With that said, Toyota Motor has procured a partnership with Jera, a joint fuel-procurement venture between Tokyo Electric Power and Chubu Electric Power, Nikkei Asia reported. The partnership between the two companies aims to transform old batteries for hybrid and electric vehicles into power storage systems.
Even better, these refurbished batteries – both lithium-ion and nickel-metal hydride batteries – will be used to store renewable energy only. Renewable energy, meaning only those created through power plants using solar, wind, and other renewable sources will be used. These energy storage systems will then be connected back into the power grid.
Toyota and Jera target to develop the said recycled storage battery by the end of FY2021. By 2022, companies that agreed to join the project will commence the technical verification for practical use. In other words, these things will happen in a few months’ time.

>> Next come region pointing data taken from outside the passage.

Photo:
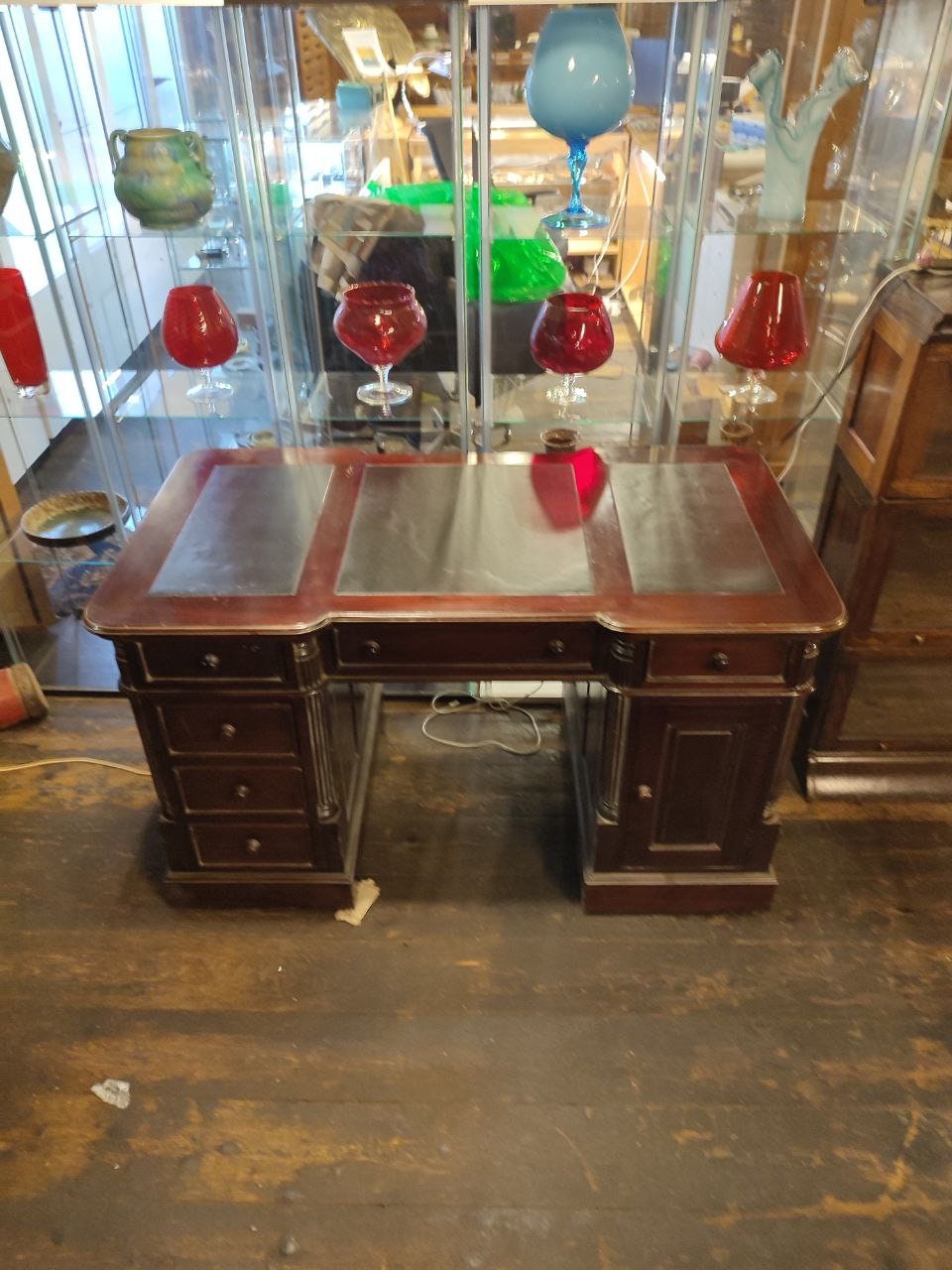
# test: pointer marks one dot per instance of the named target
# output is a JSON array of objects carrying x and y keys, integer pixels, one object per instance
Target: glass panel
[
  {"x": 900, "y": 699},
  {"x": 916, "y": 590}
]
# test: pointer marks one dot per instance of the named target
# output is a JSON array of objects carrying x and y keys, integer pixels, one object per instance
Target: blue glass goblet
[{"x": 579, "y": 84}]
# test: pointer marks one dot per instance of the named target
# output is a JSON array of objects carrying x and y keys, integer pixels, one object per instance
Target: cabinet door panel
[{"x": 698, "y": 779}]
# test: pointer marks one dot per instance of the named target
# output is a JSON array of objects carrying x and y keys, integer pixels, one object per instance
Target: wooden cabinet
[{"x": 881, "y": 720}]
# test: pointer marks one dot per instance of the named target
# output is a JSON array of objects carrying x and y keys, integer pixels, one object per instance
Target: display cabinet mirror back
[{"x": 561, "y": 203}]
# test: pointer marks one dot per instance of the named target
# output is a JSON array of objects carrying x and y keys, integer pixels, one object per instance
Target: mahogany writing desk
[{"x": 270, "y": 593}]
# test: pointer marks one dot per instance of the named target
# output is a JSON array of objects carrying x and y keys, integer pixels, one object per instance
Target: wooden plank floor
[{"x": 479, "y": 1078}]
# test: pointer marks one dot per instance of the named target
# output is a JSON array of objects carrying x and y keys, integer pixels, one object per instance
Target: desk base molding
[{"x": 676, "y": 893}]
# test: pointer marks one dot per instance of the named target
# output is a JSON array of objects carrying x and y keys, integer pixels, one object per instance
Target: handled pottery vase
[
  {"x": 162, "y": 178},
  {"x": 8, "y": 171}
]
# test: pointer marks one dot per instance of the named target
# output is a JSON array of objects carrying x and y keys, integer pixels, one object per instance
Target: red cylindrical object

Now, why is this important? As mentioned, the shift towards electric mobility is happening this decade, which means more and more used batteries will be up for disposal. While isn’t the first, Toyota’s initiative should resonate in the industry and make other automakers think about the by-product of their respective EV contenders.
If you ask me, Toyota’s initiative is a bid to complete the cycle and the last piece of the puzzle that makes electric mobility truly clean.